If anyone is interested in watching my 0.8B experiments: https://orthrus.kokoham.com/ . The current code is here: https://git.kokoham.com/sleepy/qwen_orthrus .

The hard part was that the original Orthrus works with transformers, but 3.5(and 3.6) is Hybrid: 75% GatedDeltaNet + 25% GatedAttention. I am testing a trick that might make is work with the GatedDeltaNet, and dry runs are promising, but only a full train will reveal if it works. More information in the repo and on the site under the "What is this all about?" button.

Note: i may restart it or try different configs at different points, if the site is down there is probably some sort of result/conclusion in the repo.

dot_treo · 2026-05-16T19:45:39 1778960739

And it also looks like the original authors are working on qwen 3.5 too: https://github.com/chiennv2000/orthrus/issues/1#issuecomment...

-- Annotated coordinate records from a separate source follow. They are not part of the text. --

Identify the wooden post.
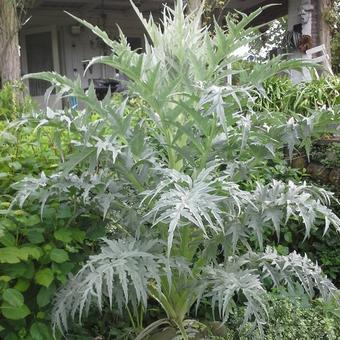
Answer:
[0,0,21,84]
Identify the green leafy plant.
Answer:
[13,1,340,339]
[0,107,105,340]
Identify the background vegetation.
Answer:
[0,1,340,340]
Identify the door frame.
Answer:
[21,25,60,98]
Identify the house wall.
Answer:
[21,9,155,88]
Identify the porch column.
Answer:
[312,0,332,58]
[288,0,314,83]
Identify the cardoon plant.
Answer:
[16,1,340,339]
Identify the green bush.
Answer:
[257,76,340,115]
[0,82,35,121]
[0,110,105,340]
[221,294,340,340]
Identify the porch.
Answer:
[20,0,327,101]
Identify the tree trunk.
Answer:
[0,0,21,84]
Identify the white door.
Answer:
[22,26,60,106]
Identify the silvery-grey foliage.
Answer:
[53,239,177,336]
[11,0,340,339]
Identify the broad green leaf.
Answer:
[27,229,45,244]
[35,268,54,287]
[0,302,31,320]
[0,247,22,264]
[50,249,69,263]
[25,215,41,227]
[53,228,72,243]
[72,229,86,243]
[20,246,42,260]
[37,284,55,308]
[0,231,16,247]
[2,288,24,307]
[14,278,30,292]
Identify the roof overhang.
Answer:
[27,0,288,24]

dot_treo · 2026-05-16T19:16:19 1778958979

I would probably treat the (3 GatedDeltaNet + 1 GatedAttention) Blocks as one transformer block, when generating next steps one would therefore use the kv cache for the gated attention and skip the entire delta nets.

sleepyeldrazi · 2026-05-16T20:04:16 1778961856

It is actually very exciting that they are also working on 3.5, I will keep this toy project up in the meantime, trying it out and testing things around it helps me learn a bunch.

As for the treating them as a block idea, that was my initial plan, but the GatedDeltaNet is doing most of the work in 3.5. Trying to bundle them together would hurt acceptance rates drastically, potentially making the speed benefits not a lot bigger, or smaller, than the native MTP.